Twelve Tanzanian crewmembers from at least three fishing vessels were liberated from the TAI HONG NO 1, a Chinese flagged longliner. The crew all complained about bad treatment and abuse. They were refused water and food on board and were living in a small, unventilated storage hut with sleeping bunks for two crewmembers, the rest of the 12 were sleeping on the floor.

One of the vessels reportedly transhipped crew to the TAI HONG NO 1 and another Chinese flagged vessel the JIN SHENG NO 2. “When the inspection took place the vessel was cleared, but reports from the crew and observer were sufficient to grant a fine for mistreatment and obstruction,” commented Assistant Inspector Juma Said Mhada of Tanzania’s Multi-Agency Task Team.

Tanzanian authorities are currently assisting as 14 Indonesian nationals who had been working aboard Malaysian registered longliner, the BUAH NAGA 1, are repatriated home after crying out for help when the inspection team boarded the vessel.
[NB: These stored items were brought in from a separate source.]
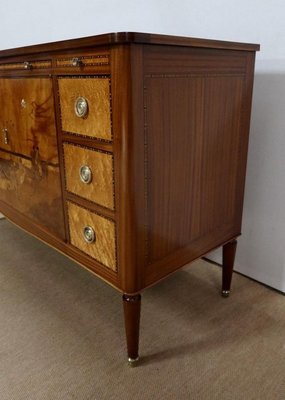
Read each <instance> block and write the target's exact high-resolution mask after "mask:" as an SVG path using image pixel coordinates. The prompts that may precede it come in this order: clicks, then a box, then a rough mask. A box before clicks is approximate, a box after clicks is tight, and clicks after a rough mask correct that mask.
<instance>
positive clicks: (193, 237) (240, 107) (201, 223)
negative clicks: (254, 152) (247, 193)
mask: <svg viewBox="0 0 285 400" xmlns="http://www.w3.org/2000/svg"><path fill="white" fill-rule="evenodd" d="M243 85H244V77H243V76H239V77H238V76H223V77H216V76H213V77H209V76H206V77H193V76H181V77H179V76H175V77H173V76H170V75H164V76H160V77H155V76H153V77H149V78H146V79H145V134H146V149H147V154H146V159H147V169H146V181H147V196H148V198H147V227H148V241H147V243H148V257H147V260H148V263H149V264H151V263H154V262H157V261H158V260H161V259H163V258H165V257H167V256H168V255H169V254H171V253H174V252H176V251H178V250H179V249H181V248H183V247H186V246H188V245H189V244H190V243H191V242H194V241H195V240H197V239H199V238H203V237H206V236H209V235H210V234H211V232H215V231H216V230H217V229H218V228H219V227H220V229H221V235H223V229H224V228H223V226H225V227H226V228H225V229H226V230H227V232H224V233H225V236H226V234H227V235H229V232H230V231H231V229H230V228H229V227H232V231H233V232H239V229H240V222H241V221H240V218H239V217H238V214H237V212H239V210H237V208H238V207H236V206H237V204H238V203H239V200H240V199H239V197H240V196H242V193H243V191H242V190H241V188H242V187H243V182H244V176H241V175H240V174H239V169H238V159H239V152H240V143H241V137H242V136H243V135H245V136H247V132H243V131H242V130H241V119H242V112H243V98H242V90H243ZM240 193H241V194H240ZM201 243H202V242H201ZM212 247H214V243H213V244H212ZM200 251H202V249H201V250H200ZM204 251H205V252H207V251H208V249H206V248H205V250H204Z"/></svg>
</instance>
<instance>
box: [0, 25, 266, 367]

Hosea Gonza Mbilinyi, Acting Director General of the Deep Sea Fishing Authority in Tanzania reports that inspectors boarding the BUAH NAGA 1 uncovered a truly shocking situation. “The living quarters on board the BUAH NAGA 1 were appalling and the crew reported abuse as well as being denied food and water.  The Captain used a 9 mm gun to threaten the crew and keep them under his control.”

Per Erik Bergh of Stop Illegal Fishing commented, “We are saddened but not surprised by the discovery of mistreatment and exploitation that is taking place on fishing vessels in the Western Indian Ocean. Investigations undertaken by the FISH-i Africa Task Force have identified the lawless environment that many of these fishing vessels operate in. With little or no operational oversight and pressure to keep costs unrealistically low, fishing vessels are operating illegally and aiming to get away with whatever they can. FISH-i Africa has documented cases where extreme brutality and murder have taken place and this is becoming uncomfortably common. It is time for this exploitation to end. We all have a responsibility to stop human rights abuses and stop illegal fishing.”

Stop Illegal Fishing calls on the coastal States of the Western Indian Ocean to assess their legal framework in terms of labour conditions for crew on fishing vessels operating in their EEZs. Becoming a member of the International Labor Organization (ILO) Work in Fishing Convention (No 188) to safeguard the working conditions for crew onboard fishing vessels would provide a significant first step to improve this situation. The Convention helps prevent unacceptable forms of work for all fishers, especially migrant fishers. It provides for regulation of the recruitment process and investigation of complaints by fishers. This will help prevent forced labour, trafficking and other abuses. States ratifying Convention No. 188 commit to exercising control over fishing vessels, through inspection, reporting, monitoring, complaint procedures, penalties and corrective measures, and may then also inspect foreign fishing vessels visiting their ports and take appropriate action.